Social Networking May Affect Kids’ Health
What Parents Can Do
One reason there isn’t better communication between kids and parents about social media, O’Keefe thinks, is that kids look like computer whizzes, and parents may equate technological prowess with social savvy.
“They forget that use of technology and the ability to handle the technical side, doesn’t mean they can handle the social side and all the nuances of technology,” she says. “That’s where parents and their life experience comes in.”
Talking is the place to start.
Key issues to bring up, the authors say, are privacy controls on sites and why they’re important; the kinds of pictures and messages that are appropriate, or not, to post; and the nature of advertising on social networking sites, which can masquerade as games or other kinds of entertainment.
It’s also important for parents to respect the age limits on sites like Facebook, which restricts use to kids over the age of 13, in line with federal privacy laws.

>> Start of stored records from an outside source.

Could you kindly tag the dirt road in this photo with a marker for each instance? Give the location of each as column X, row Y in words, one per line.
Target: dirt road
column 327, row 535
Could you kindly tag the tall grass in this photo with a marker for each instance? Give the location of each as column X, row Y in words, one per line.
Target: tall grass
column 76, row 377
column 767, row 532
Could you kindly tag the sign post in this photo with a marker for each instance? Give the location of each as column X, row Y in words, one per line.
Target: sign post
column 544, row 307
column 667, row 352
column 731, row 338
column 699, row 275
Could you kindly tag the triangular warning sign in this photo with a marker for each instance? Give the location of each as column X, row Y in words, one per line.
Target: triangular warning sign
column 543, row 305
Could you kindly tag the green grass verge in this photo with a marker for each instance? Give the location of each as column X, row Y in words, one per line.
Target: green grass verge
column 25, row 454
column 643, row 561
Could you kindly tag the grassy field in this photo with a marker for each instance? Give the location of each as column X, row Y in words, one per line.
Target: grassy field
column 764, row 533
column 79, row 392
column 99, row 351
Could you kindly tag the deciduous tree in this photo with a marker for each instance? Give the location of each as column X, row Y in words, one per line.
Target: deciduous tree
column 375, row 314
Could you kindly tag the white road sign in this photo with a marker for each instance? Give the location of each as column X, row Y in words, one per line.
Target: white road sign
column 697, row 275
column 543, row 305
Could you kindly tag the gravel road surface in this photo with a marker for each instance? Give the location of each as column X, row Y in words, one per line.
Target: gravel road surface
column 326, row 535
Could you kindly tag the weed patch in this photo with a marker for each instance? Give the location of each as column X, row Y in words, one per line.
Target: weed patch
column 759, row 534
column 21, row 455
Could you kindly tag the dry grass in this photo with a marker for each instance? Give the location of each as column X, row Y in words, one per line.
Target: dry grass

“If you have somebody who’s not 13 on a site for kids over 13, they’re served up content in a multitude of ways,” O’Keeffe says, “so they’re influenced by a bombardment of material and that’s going to influence their choices, how they think and how they act, and that has direct consequences on their health.”
“Then you add to it that their parents are knowingly letting them do it. That is huge, because it says to them, ‘You can lie here,’” she says, stressing that duplicity undermines parental authority.
The solution, she feels, is for parents to stand firm.